Conservative columnist Kathleen Parker is apparently back on the wagon and not drinking the GOP Kool-Aid - at least that's what her new Washington Post column on gun control suggests. We can readily expect Parker to be slammed and decried by the Christofascist/Tea Party/NRA base of the GOP as a traitor and effete liberal. In the column Parker looks at the history of gun control and reminds us that once militant black activists supported a no limits approach to gun control - something that would horrify the angry white males who comprise the loudest opponents of rational gun control laws. As is usually the case, objective facts and an understanding of history cut the far right's arguments off at the knee caps. Here are highlights from Parker's column:
Unlike many who recently have joined the debate about gun rights, I have a long history with guns, which I proffer only in the interest of preempting the “elitist, liberal, swine, prostitute, blahblahblah” charge.
I grew up in a home with guns, lots of them, and was taught early how to shoot, care for firearms and treat them respectfully. My father’s rules were simple: Never point a gun at someone unless you intend to shoot them; if you intend to shoot, aim to kill.
By today’s standards my father would be considered a gun nut, but his sentiments were understandable in the context of his time. Like others of his generation, he had witnessed Germany’s disarming of its citizenry and the consequences thereafter. Thus, the slippery slope of which gun-rights advocates speak is not without precedent or reason.
But the history of gun-control laws is not without contradictions and ironies that belie the current insistence that guns-without-controls is the ipso facto of originalist America. In fact, the federal government of our Founders made gun ownership mandatory for white males, while denying others — slaves and later freedmen — the privilege.
Today, the most vociferous defenders of gun rights tend to be white, rural males who oppose any regulation. But theirs was once the ardently held position of radical African Americans. Notably, in the 1960s, Black Panthers Bobby Seale and Huey Newton toted guns wherever they went to make a point: Blacks needed guns to protect themselves in a country that wasn’t quite ready to enforce civil rights.
In one remarkable incident in May 1967, as recounted in The Atlantic by UCLA law professor Adam Winkler, 24 men and six women, all armed, ascended the California capitol steps, read a proclamation about gun rights and proceeded inside — with their guns, which was legal at the time. Needless to say, conservatives, including then-Gov. Ronald Reagan, were suddenly very, very interested in gun control. That afternoon, Reagan told reporters there was “no reason why on the street today a citizen should be carrying loaded weapons.”
The degree of one’s allegiance to principle apparently depends mainly on who is holding the gun.
[T]he call meanwhile to ban assault weapons or limit magazines in the wake of the horrific mass murder of children and others at Sandy Hook Elementary in Connecticut is hardly draconian.
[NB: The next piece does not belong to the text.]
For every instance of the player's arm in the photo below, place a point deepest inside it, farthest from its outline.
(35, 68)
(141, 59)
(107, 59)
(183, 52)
It won’t solve the problem of mentally disturbed people exacting weird justice from innocents, but it might limit the toll.
One also imagines that the old Reagan would say there’s no reason a citizen needs an assault weapon or a magazine that can destroy dozens of people in minutes. He would certainly be correct and, in a sane world, possibly even electable.
The bottom line is that we need reasonable gun control laws and automatic weapons and large ammunition clips need to be banned now. And that's only the beginning of what needs to be done.